Back to Feast

ADR-0011: Data Quality Monitoring

docs/adr/ADR-0011-data-quality-monitoring.md

0.63.03.8 KB
Original Source

ADR-0011: Data Quality Monitoring

Status

Accepted

Context

Data quality issues can significantly impact ML model performance. Several complex data problems needed to be addressed:

  • Data consistency: New training datasets can differ significantly from previous datasets, potentially requiring changes in model architecture.
  • Upstream pipeline bugs: Bugs in upstream pipelines can cause invalid values to overwrite existing valid values in an online store.
  • Training/serving skew: Distribution shift between training and serving data can decrease model performance.

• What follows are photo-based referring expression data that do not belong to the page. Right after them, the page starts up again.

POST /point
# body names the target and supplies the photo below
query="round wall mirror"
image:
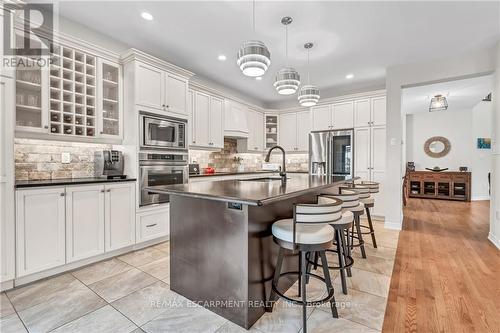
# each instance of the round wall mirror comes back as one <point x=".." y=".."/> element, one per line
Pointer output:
<point x="437" y="146"/>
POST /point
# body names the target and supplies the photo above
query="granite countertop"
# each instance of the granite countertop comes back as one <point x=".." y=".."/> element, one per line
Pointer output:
<point x="236" y="173"/>
<point x="252" y="192"/>
<point x="67" y="181"/>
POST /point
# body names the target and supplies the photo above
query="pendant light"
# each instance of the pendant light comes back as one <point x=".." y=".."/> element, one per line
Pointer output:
<point x="308" y="94"/>
<point x="287" y="79"/>
<point x="438" y="103"/>
<point x="253" y="57"/>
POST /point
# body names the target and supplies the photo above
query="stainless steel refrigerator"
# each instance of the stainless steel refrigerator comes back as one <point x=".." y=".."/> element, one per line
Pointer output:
<point x="331" y="152"/>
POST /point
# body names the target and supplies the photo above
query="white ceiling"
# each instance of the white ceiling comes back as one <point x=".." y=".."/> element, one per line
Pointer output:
<point x="363" y="38"/>
<point x="460" y="94"/>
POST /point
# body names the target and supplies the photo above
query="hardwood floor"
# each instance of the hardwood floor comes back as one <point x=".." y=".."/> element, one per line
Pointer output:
<point x="446" y="276"/>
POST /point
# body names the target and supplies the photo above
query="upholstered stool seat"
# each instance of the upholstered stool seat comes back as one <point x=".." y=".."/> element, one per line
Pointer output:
<point x="308" y="232"/>
<point x="305" y="234"/>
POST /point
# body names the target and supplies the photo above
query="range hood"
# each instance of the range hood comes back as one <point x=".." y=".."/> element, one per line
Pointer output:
<point x="236" y="121"/>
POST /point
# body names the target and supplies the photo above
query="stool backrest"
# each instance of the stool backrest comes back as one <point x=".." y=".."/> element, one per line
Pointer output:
<point x="363" y="191"/>
<point x="324" y="212"/>
<point x="350" y="198"/>
<point x="372" y="186"/>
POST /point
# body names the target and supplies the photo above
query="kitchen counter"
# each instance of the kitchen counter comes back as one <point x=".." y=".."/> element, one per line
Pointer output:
<point x="67" y="181"/>
<point x="221" y="245"/>
<point x="251" y="191"/>
<point x="238" y="173"/>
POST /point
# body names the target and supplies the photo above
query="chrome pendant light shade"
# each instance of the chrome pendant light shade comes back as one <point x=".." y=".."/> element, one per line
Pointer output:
<point x="287" y="81"/>
<point x="438" y="103"/>
<point x="308" y="94"/>
<point x="254" y="58"/>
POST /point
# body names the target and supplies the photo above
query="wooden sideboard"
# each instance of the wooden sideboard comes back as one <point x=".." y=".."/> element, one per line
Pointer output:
<point x="440" y="185"/>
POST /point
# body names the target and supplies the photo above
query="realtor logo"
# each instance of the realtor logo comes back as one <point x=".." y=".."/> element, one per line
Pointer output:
<point x="33" y="25"/>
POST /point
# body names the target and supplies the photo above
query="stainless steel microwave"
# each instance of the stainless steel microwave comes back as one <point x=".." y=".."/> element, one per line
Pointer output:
<point x="159" y="132"/>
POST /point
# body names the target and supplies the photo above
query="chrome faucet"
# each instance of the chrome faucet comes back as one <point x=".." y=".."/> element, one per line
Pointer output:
<point x="283" y="165"/>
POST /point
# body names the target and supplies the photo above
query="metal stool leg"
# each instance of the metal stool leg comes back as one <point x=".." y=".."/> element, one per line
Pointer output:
<point x="340" y="254"/>
<point x="360" y="236"/>
<point x="370" y="224"/>
<point x="329" y="285"/>
<point x="302" y="281"/>
<point x="274" y="297"/>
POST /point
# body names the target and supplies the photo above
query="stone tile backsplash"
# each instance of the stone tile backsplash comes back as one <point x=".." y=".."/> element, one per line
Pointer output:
<point x="41" y="159"/>
<point x="224" y="160"/>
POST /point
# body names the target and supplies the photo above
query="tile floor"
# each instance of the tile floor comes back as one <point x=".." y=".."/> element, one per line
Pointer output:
<point x="131" y="293"/>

Feast needed a mechanism to validate data at retrieval time to catch these issues before they affect model training or serving.

Decision

Introduce a Data Quality Monitoring (DQM) module that validates datasets against user-curated rules, initially targeting historical retrieval (training dataset generation).

Design

The validation process uses a reference dataset and a profiler pattern:

  1. User prepares a reference dataset (saved from a known-good historical retrieval).
  2. User defines a profiler function that produces a profile (set of expectations) from a dataset.
  3. Validation is performed by comparing the tested dataset against the reference profile.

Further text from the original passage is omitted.